I have no doubt that the PACE research exercise, with its very widely spread net, will come up with quite persuasive numbers to support the arguments for CBT and GET (which are inherent in the PACE approach). This will fit nicely in with the insurers, and the Benefits Agencies, who are looking to save money, first by getting ME labelled as a psychiatric, rather than a medical problem, and second, by exerting every effort to get these people back to work. I do not have the journalistic research skills to search for the individuals who are supporting and being supported by these ‘research’ efforts, but it is suggested elsewhere that these are not entirely independent of each other. (Smoke and Mirrors, cited above)

The language of the NICE Guidelines is quite interesting, both in what is said and what is left out. It states that people who suffer from ME/CFS should not in any way have it suggested to them that their symptoms are psychological (who might make that suggestion? why is it necessary to spell this out?). They should further be assured that ‘psychosomatic illnesses are as real as physical illnesses’. Who is proposing that ME is ‘psychosomatic’? There is much advice about how to respond, should the treatment result in a relapse. (Why are they being given treatments which might result in a relapse?)

And it is clear that the end result intended is that the individual should get back to work asap.
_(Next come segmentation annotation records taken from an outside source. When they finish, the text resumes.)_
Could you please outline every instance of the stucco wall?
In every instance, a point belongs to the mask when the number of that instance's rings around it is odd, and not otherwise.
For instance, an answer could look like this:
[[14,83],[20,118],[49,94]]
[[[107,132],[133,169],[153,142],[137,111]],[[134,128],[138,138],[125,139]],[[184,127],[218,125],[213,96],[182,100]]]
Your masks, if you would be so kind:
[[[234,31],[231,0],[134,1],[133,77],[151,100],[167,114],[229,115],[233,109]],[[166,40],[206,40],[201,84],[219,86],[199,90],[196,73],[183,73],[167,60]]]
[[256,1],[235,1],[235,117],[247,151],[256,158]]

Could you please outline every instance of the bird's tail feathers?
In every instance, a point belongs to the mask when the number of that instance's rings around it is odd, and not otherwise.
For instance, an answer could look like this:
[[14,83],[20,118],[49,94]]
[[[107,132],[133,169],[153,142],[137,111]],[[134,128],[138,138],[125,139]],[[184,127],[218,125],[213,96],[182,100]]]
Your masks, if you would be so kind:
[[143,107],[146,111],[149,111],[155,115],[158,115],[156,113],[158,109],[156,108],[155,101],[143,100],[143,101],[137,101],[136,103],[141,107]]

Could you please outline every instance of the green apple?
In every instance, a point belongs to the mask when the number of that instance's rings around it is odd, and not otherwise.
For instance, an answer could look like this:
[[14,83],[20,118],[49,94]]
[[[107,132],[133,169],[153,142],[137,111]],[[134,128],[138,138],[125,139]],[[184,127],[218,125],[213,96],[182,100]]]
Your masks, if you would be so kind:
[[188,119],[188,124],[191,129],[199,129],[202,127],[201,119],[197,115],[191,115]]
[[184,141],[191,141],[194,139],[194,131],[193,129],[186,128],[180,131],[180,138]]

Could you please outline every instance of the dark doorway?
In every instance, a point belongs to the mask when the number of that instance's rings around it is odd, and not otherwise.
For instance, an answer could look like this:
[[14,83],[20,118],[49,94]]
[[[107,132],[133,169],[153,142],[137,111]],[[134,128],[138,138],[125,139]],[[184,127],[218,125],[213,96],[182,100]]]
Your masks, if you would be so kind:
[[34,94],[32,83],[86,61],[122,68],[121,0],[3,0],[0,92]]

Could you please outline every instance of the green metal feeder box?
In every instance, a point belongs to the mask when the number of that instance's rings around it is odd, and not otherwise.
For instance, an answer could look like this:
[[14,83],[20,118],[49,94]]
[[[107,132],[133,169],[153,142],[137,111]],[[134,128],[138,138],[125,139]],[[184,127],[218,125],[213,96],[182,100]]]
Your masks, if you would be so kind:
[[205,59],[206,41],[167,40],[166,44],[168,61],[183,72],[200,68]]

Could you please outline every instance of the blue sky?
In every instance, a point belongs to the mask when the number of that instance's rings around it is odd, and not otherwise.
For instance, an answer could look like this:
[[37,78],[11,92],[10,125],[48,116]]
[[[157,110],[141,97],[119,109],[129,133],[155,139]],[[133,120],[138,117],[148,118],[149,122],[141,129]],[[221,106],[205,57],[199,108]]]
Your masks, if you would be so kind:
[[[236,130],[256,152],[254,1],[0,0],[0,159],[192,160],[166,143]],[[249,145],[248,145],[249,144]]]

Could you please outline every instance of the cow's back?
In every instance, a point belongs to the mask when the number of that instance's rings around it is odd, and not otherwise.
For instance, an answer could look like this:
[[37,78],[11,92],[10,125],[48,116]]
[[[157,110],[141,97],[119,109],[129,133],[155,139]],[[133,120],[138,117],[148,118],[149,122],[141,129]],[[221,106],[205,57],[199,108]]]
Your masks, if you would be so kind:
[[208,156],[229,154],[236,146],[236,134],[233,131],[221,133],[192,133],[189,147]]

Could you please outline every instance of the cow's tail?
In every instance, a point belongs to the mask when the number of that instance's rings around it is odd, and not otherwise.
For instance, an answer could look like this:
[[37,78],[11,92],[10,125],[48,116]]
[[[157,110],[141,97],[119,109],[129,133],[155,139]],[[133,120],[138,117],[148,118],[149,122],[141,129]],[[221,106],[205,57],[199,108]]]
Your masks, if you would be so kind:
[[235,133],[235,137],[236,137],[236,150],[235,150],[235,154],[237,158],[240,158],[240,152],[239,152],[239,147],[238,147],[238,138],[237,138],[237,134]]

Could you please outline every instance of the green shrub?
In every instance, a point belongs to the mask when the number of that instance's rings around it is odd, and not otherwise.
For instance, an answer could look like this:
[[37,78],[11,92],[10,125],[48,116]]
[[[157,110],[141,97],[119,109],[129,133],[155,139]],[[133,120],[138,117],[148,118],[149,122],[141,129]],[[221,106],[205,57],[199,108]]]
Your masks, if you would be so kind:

Of course, the document is full of assurances that, should individuals decline to accept treatment, this shouldn’t interfere with their receiving treatment should they later agree. (But will their Incapacity Benefit be stopped? New guidelines have recently been issued to the DWP, and at least some people who have ME are being taken off Incapacity Benefit and required to seek employment.)
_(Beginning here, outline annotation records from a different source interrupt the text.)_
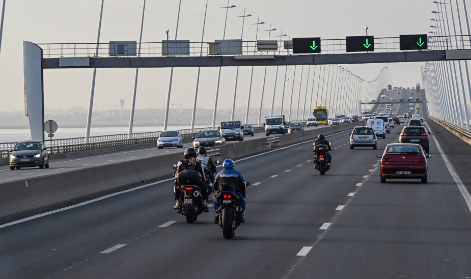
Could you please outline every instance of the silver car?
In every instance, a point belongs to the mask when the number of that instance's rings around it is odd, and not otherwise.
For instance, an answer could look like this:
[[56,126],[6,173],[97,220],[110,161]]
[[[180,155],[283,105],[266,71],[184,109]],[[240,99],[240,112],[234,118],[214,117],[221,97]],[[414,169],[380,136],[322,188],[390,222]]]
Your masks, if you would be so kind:
[[363,147],[376,149],[377,140],[374,130],[371,127],[355,127],[350,133],[350,149]]
[[192,138],[194,140],[193,148],[200,146],[211,148],[226,144],[226,139],[223,137],[218,130],[202,130]]
[[164,147],[183,147],[183,138],[178,131],[163,131],[157,140],[157,148],[161,149]]

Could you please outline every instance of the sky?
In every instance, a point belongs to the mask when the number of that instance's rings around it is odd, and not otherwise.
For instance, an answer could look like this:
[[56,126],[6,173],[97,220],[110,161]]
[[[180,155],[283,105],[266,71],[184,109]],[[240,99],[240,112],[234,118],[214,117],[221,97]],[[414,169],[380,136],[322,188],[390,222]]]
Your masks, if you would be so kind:
[[[400,34],[428,33],[431,30],[431,12],[436,9],[431,0],[230,0],[236,7],[228,10],[226,39],[240,39],[242,18],[246,14],[244,40],[255,40],[257,16],[266,22],[260,25],[258,39],[286,34],[291,38],[320,37],[343,39],[365,34],[375,37],[398,37]],[[144,0],[105,0],[101,43],[110,41],[138,41]],[[182,0],[177,39],[200,42],[205,0]],[[178,12],[178,0],[147,0],[144,15],[143,42],[165,40],[170,30],[175,39]],[[35,43],[95,43],[98,29],[101,0],[7,0],[0,48],[0,111],[24,109],[22,41]],[[205,29],[205,42],[223,38],[226,0],[209,0]],[[471,6],[471,5],[469,5]],[[468,7],[469,8],[469,7]],[[1,8],[1,7],[0,7]],[[273,37],[271,39],[274,39]],[[384,67],[389,68],[394,85],[408,87],[420,82],[423,63],[344,65],[367,80],[373,79]],[[241,68],[239,73],[236,107],[246,105],[251,67]],[[284,68],[284,67],[283,67]],[[294,66],[288,69],[292,76]],[[217,68],[202,68],[197,106],[212,108],[216,90]],[[256,67],[252,97],[260,100],[264,67]],[[266,90],[272,92],[276,67],[269,67]],[[232,107],[235,83],[234,67],[223,68],[218,107]],[[176,68],[172,83],[172,107],[192,107],[197,68]],[[135,69],[99,69],[97,71],[94,110],[131,107]],[[170,69],[146,68],[139,71],[136,109],[163,108],[168,93]],[[44,71],[44,102],[46,109],[67,110],[88,108],[93,70],[54,69]],[[283,85],[284,69],[280,70],[277,94]],[[291,86],[292,78],[286,86]],[[297,81],[295,81],[295,82]],[[294,89],[296,91],[297,88]],[[231,101],[227,101],[230,100]],[[271,106],[271,97],[264,99],[264,107]],[[275,106],[279,106],[280,98]],[[1,120],[0,120],[1,121]]]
The ‘research’ which supports CBT and GET is perhaps exemplified by an article which appeared on www.mrc.ac.uk/CFS/ME. It involved 60 subjects, some of whom had had a short course of CBT (which included GET), some a short course of relaxation therapy, and some no treatment at all. There were some very minor differences between these groups on a five-year follow-up, obviously in favour of CBT. Without information as to how many of these had ME and how many had any of the myriad other conditions included in the CFS category, this doesn’t seem all that persuasive. If this is the type of evidence on which NICE is relying – it just seems to confirm that the object of the exercise is already decided, and whatever slight support can wrung from trivial ‘research’ projects will be called ‘evidence’. The agenda has nothing whatever to do with advancing medical understanding and appropriate treatment for the 150,000 people who have ME. And it seems futile to imagine that those responsible, and who are profiting, would at any point experience embarrassment, let alone shame.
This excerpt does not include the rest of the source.